The weak link, number two, Tiller is the server side component of Helm. If you read the documentation of Helm, it says that you should never provision Helm or Tiller in a production cluster with all of the default options. We did this and we said we were going to change it later on, but when it came to the penetration test, we decided to live life on the edge and live it on and see how far a penetration tester can go. The default options means that Tiller comes with mTLS disabled, it performs no authentication by default and this is all very bad because Tiller has permissions that it can create any Kubernetes API resource in the cluster, so it can do anything or remove anything.
How would you go about getting access to Tiller from a non-privileged pod? I have taken a random cluster that has Tiller installed and I have deployed fluentd in a pod in a different namespace than the kube-systems namespace that the Tiller lives. It also has the Helm client installed, so can see that the very first command is Helm version, and this gives me nothing, but if I telnet directly, the address of Tiller and the port then all of a sudden I’m connected to Tiller and, well, I can do everything I want from here.
What can you do in terms of mitigations? Ideally, you would enable mTLS or run Tillerless Tiller, but if you are unable to do that, you should at the very minimum bind Tiller to local host so that it only listens for requests that come from the pod IP that it lives in and the result, it should look like this bit here.re, so unable to connect to remote host.
Security and Resilience
Let’s have a look at some of the security and resilience notes that we learned and we picked up along the way.
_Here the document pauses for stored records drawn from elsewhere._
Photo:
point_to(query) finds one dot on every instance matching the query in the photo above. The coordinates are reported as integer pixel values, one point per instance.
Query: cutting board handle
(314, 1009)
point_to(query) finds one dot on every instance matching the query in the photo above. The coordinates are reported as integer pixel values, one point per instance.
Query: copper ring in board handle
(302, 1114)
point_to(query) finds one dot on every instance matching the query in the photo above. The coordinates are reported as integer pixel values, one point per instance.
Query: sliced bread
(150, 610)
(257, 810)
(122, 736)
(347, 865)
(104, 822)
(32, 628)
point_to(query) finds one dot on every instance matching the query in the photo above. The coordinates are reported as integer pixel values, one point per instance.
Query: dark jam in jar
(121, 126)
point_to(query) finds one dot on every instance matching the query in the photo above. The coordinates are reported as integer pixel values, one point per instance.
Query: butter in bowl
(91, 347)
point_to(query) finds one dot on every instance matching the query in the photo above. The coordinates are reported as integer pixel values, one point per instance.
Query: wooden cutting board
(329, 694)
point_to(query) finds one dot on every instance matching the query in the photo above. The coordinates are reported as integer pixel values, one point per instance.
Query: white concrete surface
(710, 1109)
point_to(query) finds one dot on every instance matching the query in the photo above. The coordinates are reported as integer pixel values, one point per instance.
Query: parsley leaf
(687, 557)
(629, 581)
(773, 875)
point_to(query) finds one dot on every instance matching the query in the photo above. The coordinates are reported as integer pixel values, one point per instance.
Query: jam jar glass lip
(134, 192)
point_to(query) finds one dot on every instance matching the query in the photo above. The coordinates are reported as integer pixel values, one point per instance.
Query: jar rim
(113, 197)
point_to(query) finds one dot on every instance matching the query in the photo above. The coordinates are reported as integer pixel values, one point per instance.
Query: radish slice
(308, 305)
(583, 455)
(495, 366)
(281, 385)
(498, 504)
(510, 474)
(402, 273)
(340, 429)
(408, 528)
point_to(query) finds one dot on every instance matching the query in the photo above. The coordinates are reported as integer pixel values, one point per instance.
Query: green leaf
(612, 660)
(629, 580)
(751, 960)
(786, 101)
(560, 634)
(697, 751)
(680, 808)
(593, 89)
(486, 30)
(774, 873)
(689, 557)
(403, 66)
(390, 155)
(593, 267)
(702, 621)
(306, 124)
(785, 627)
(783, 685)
A secure Kubernetes cluster should, at the minimum, use a dedicated service account with minimal permissions. Here, I’m not talking about service account in the context of Kubernetes but service account in the context of GKE. If I am to translate this to an Azure world that’s called the service principle.
A secure Kubernetes cluster should also use minimal scopes, so least privilege principle. It should use network policies, and network policies are useful for restricting access towards certain pods that run in a more privileged mode. or it should use Istio with authorization rules enabled and the authorization rules, if they are set up properly, achieve the same thing as network policies. It should also provide some pod security policies, and these are useful for not allowing any pods that don’t meet certain criteria to be built within your cluster, so in the event an attacker get into your cluster, they can only deploy pods with certain criteria. You should use scanned images because using untrusted image it’s counterintuitive and you don’t want to install vulnerabilities within your cluster without knowing. You should always have RBAC enabled, a note on RBAC. GKE, AKS and EKS, they all come with RBAC enabled today but AKS only had RBAC enabled recently so you should look into this if you don’t have RBAC.
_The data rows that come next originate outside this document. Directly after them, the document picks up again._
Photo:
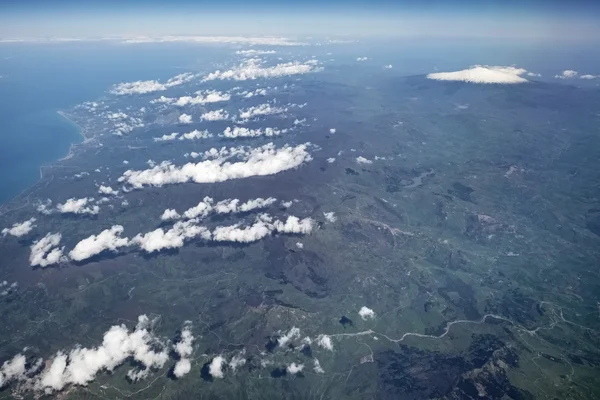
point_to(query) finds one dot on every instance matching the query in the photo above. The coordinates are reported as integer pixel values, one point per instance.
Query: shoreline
(70, 154)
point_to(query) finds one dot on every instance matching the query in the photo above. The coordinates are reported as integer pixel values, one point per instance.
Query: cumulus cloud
(482, 74)
(317, 367)
(170, 214)
(78, 206)
(567, 74)
(239, 131)
(251, 69)
(12, 369)
(362, 160)
(294, 368)
(175, 237)
(264, 160)
(216, 115)
(202, 97)
(184, 348)
(166, 137)
(325, 342)
(215, 368)
(20, 228)
(107, 190)
(262, 109)
(143, 87)
(195, 134)
(185, 119)
(237, 361)
(253, 52)
(46, 252)
(292, 334)
(80, 365)
(330, 216)
(366, 313)
(108, 239)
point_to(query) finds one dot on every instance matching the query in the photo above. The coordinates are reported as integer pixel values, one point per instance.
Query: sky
(528, 19)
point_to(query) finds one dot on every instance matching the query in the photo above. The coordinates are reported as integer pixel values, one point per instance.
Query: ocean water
(39, 80)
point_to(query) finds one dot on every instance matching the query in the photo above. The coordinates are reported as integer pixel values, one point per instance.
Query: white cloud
(182, 367)
(251, 69)
(294, 225)
(330, 216)
(262, 109)
(170, 214)
(184, 348)
(166, 137)
(45, 251)
(108, 239)
(80, 365)
(567, 74)
(175, 237)
(237, 361)
(185, 119)
(292, 334)
(253, 52)
(366, 313)
(216, 115)
(248, 234)
(294, 368)
(238, 131)
(143, 87)
(264, 160)
(482, 74)
(325, 342)
(78, 206)
(20, 228)
(317, 367)
(196, 134)
(12, 369)
(107, 190)
(215, 368)
(362, 160)
(202, 97)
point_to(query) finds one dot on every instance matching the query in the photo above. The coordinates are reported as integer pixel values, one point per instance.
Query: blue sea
(37, 81)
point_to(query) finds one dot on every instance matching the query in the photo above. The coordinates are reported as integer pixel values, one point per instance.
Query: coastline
(70, 154)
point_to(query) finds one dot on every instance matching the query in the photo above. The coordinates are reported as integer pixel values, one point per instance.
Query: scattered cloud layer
(78, 206)
(482, 74)
(143, 87)
(366, 313)
(46, 252)
(20, 228)
(567, 74)
(252, 69)
(108, 239)
(262, 109)
(264, 160)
A resilient Kubernetes cluster should- here we’re talking about resilience rather than security- first of all, be architected with failure and elasticity in mind by default. In other words, no matter what you’re building, always assume that it’s going to fail or someone is going to break it. You should have a stable observability stack so you get visibility into what’s happening and you should be testing your clusters with a tool such as Chaos Engineering.
I know that Chaos Engineering can be very intimidating for most us, I personally was intimidated as well by it, but after I played with it, and it’s just a matter of running that particular command on the screen to actually install it in a cluster, it’s really easy. It’s a great way of testing how resilient your applications are, especially if you are running JVM-based beasts such as Elasticsearch. This particular command says install chaoskube which is a flavor of Chaos Engineering and make it run every 15 minutes, so every 15 minutes, a random pod into your cluster will be killed. You don’t necessarily have to install it straight away into your production cluster, start with other clusters, see what the behavior is and move on from there.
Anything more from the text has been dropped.